The images were difficult to look at, patients on floors, others on benches, a ward system stretched well beyond its breaking point. The viral footage from Korle Bu Teaching Hospital that triggered renewed public concern about overcrowding at Ghana’s premier referral facility has now prompted its board chair to outline a reform plan. But Prof. Titus Beyuo is being honest about what it will take and how long it will take to get there.
Speaking this week in response to both the public outcry and a statement from the Korle Bu Doctors Association, Prof. Beyuo, who also serves as Member of Parliament for Lambussie, described a proposed shift in how the hospital manages bed allocation that he believes represents the only realistic path toward meaningful relief.
The core of the plan is a flexible bed classification system that would allow stabilized patients to be admitted to any ward with available beds, rather than waiting, sometimes indefinitely, for space to open in their designated unit. Under the current system, a patient assigned to Medical Four remains tied to that ward regardless of availability elsewhere. Under the proposed arrangement, that same patient could be admitted to Medical Three if that is where space exists, with their medical team following them.
“The doctor has to now go to the patient wherever the patient is,” Prof. Beyuo explained, a formulation that captures the fundamental cultural and operational shift the reform requires.
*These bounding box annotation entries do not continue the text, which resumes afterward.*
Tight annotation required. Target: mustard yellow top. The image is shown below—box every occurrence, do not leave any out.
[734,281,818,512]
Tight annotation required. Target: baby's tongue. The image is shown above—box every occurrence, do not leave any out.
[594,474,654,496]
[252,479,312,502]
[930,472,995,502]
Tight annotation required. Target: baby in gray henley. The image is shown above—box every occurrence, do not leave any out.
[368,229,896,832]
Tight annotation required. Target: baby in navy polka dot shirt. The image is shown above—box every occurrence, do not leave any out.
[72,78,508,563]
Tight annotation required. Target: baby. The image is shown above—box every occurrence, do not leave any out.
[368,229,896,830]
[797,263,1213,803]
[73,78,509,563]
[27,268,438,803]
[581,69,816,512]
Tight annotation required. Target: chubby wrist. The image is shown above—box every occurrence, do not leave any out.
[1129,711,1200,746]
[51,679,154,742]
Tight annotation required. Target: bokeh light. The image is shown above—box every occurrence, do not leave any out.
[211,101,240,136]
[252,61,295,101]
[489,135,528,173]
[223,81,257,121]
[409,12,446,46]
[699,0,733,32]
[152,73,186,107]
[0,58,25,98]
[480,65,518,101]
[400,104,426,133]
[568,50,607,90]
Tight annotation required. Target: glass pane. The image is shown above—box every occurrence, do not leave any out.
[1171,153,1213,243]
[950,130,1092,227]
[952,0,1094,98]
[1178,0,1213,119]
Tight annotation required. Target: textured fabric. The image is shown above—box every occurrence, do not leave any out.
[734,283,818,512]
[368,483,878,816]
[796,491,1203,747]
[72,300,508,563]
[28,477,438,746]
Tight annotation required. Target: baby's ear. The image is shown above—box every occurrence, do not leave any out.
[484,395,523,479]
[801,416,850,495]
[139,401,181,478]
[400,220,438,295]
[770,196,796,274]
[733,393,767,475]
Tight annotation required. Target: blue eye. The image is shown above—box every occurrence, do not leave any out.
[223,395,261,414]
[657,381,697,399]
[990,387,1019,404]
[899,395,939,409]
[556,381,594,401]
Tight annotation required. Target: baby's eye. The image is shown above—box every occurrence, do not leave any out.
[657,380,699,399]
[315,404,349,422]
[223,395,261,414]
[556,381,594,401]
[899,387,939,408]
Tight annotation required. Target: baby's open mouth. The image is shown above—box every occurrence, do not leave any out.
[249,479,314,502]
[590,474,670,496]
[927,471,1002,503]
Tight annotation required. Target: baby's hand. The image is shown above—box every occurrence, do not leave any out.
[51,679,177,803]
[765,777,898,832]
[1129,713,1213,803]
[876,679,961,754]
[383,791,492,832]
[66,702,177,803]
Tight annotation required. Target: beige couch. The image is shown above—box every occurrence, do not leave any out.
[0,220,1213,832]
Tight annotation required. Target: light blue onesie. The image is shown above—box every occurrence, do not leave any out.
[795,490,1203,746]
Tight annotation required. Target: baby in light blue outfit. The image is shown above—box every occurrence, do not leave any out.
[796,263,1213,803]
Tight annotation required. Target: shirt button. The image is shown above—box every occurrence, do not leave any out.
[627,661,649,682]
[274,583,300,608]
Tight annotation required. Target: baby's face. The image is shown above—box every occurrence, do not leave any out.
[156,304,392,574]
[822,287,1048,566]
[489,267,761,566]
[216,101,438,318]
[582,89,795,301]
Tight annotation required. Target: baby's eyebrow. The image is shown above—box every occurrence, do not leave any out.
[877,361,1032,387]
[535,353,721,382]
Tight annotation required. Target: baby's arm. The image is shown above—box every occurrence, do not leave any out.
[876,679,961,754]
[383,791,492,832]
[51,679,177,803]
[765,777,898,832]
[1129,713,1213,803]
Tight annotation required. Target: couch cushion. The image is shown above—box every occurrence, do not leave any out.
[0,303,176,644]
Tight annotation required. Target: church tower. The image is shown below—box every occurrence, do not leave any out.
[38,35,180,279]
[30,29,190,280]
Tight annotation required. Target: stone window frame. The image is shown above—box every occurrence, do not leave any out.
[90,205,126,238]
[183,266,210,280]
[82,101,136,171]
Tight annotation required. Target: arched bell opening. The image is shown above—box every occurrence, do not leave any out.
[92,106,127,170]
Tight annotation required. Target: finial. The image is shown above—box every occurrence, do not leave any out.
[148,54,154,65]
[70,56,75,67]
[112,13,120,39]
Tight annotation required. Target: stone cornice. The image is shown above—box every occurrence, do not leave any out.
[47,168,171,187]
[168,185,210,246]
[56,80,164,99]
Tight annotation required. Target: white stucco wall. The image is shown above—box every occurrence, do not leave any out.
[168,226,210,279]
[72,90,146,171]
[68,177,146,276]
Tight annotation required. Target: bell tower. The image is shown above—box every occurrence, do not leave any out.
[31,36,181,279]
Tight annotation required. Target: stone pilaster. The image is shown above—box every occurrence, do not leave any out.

It is, as he acknowledged, a significant departure from how medical teams have traditionally functioned. Doctors accustomed to managing patients in specific, familiar wards will need training, time, and institutional support to adjust to a more fluid model. The reform cannot be decreed into existence; it has to be built through a process of education, preparation, and gradual implementation.
“We should be training and informing our colleagues about these changes. But it is the only way they can manage the situation efficiently,” he said.
The complexity deepens when the full infrastructure requirements of the new system are laid out. A functional command centre, the relocation of the ambulance service’s call centre, and the deployment of physicians to perform real-time online patient sorting are all prerequisites. Ghana’s ambulance fleet, comprising more than 200 vehicles, must be integrated into the system to enable meaningful coordination between facilities.
And then there is the sheer scale of the training exercise. Korle Bu alone employs over 7,000 staff. Comparable rollouts would be needed at Komfo Anokye Teaching Hospital, Cape Coast Teaching Hospital, and other major facilities across the country, each with its own workforce, ingrained practices, and adjustment curve.
Prof. Beyuo is not dismissing the problem’s urgency. The overcrowding at Korle Bu is real, its human cost visible, and the pressure for action legitimate. But he is framing the truth about what systemic healthcare reform actually requires, that lasting change and quick fixes are rarely the same thing, and that the scale of what needs to be built means the process will unfold over time rather than overnight.
The reform plan is coming. The images that sparked the conversation deserve that commitment. But between the plan and the reality lies a substantial amount of work, and Prof. Beyuo is asking stakeholders to hold both the urgency and the patience at the same time.